Period Anomaly Nexus Event likely associated with the observed anomaly
February 2016 /r/CapitalismVSocialism The ongoing US presidential election
April 2016 /r/AskBernieSupporters The ongoing US presidential election
May 2016 /r/Mr_Trump The ongoing US presidential election: in-fighting occurs in the larger community of Reddit’s Trump supporters
August 2016 /r/AskThe_Donald The ongoing US presidential election

In all of these cases, this disagreement does not appear to suggest any fault or weakness on the part of the filtered version of the procedure: in all four of those periods, the filtered procedure honed in on a subreddit that was the focal point for a significant event in the community. There isn’t necessarily a single source of community tumult that is potentially of interest to us in a community as large, wide, and diverse as Reddit, so small variations in anomaly detection procedure can produce different but equally interesting results. I hope to share some of the results of additional modifications to the anomaly detection procedure in the near future (such as expanding the neighborhood beyond k=1 and using different local scan statistics).

Data compression

The “signficance graphs” resulting from this edge threshholding are orders of magnitude smaller – by edge count and positive-degree nodes – than their unfiltered counterparts.

Additionally, the ratio of vertices to edges is roughly constant (approximately 0.245) in the filtered graph, whereas this ratio approaches zero as the graph grows in the unfiltered graph.

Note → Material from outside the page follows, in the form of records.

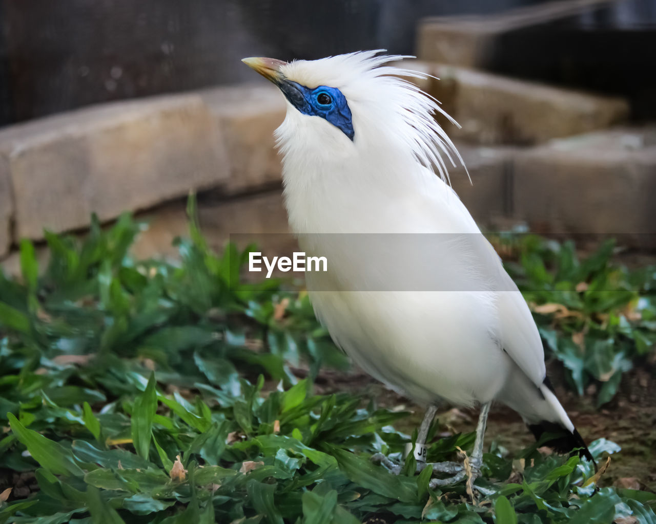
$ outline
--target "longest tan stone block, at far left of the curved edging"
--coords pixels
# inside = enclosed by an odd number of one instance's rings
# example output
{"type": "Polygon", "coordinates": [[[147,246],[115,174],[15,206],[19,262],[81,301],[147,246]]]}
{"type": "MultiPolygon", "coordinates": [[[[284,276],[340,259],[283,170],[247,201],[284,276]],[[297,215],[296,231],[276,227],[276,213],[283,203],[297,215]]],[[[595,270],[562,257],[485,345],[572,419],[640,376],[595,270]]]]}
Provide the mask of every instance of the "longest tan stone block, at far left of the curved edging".
{"type": "Polygon", "coordinates": [[[0,131],[16,240],[216,185],[228,176],[219,133],[195,94],[108,103],[0,131]]]}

In other words, edge count grows linearly with node count in the significance graphs, but edge count grows much faster than node count in the unfiltered graphs.

Performance gains

Furthermore, because the filtered graphs are significantly smaller, the anomaly procedure is accomplished in seconds where it previously took several minutes, for first order local scan neighborhoods. Here are some performance comparisons between the significance filtered and unfiltered datasets (2007-2016, monthly graphs). All experiments performed on a conventional laptop (and for all experiments, tau=2):

Procedure Neighborhood order (k) Time
Unfiltered 1 3.5 minutes (215 seconds)
Unfiltered 2 Stopped after an hour
Unfiltered 3 Not attempted
Filtered 1 40 seconds
Filtered 2 44 seconds
Filtered 3 46 seconds

Conclusion

The application of binomial significance edge threshholding to the dynamic bipartite projection of a user-community social network results in a significant distillation of the information relevant to the anomaly detection task. The resulting sequence of graphs are orders of magnitude smaller, and the relationship between node count and edge count stabilizes to a linear relationship. This suggests that as node count increases, the relative performance gains from applying this procedure increase rapidly. This increased performance does not come at any noticeable cost to the quality of our results: in fact, it appears to improve the quality, which makes sense given that the justification for the thresholding we are performing is closely tied to the particular kinds of events we are hoping to detect.

Additionally, significantly reducing the edge count gives us much more flexibility in our ability to experiment with modifications to the anomaly detection procedure, as running local scan statistics on higher order neighborhoods (or even just playing with the particular local scan statistic we are using) becomes significantly more tractable on conventional hardware. A more complex anomaly detection procedure doesn’t necessarily ensure better results, but at least we now have the opportunity to experiment.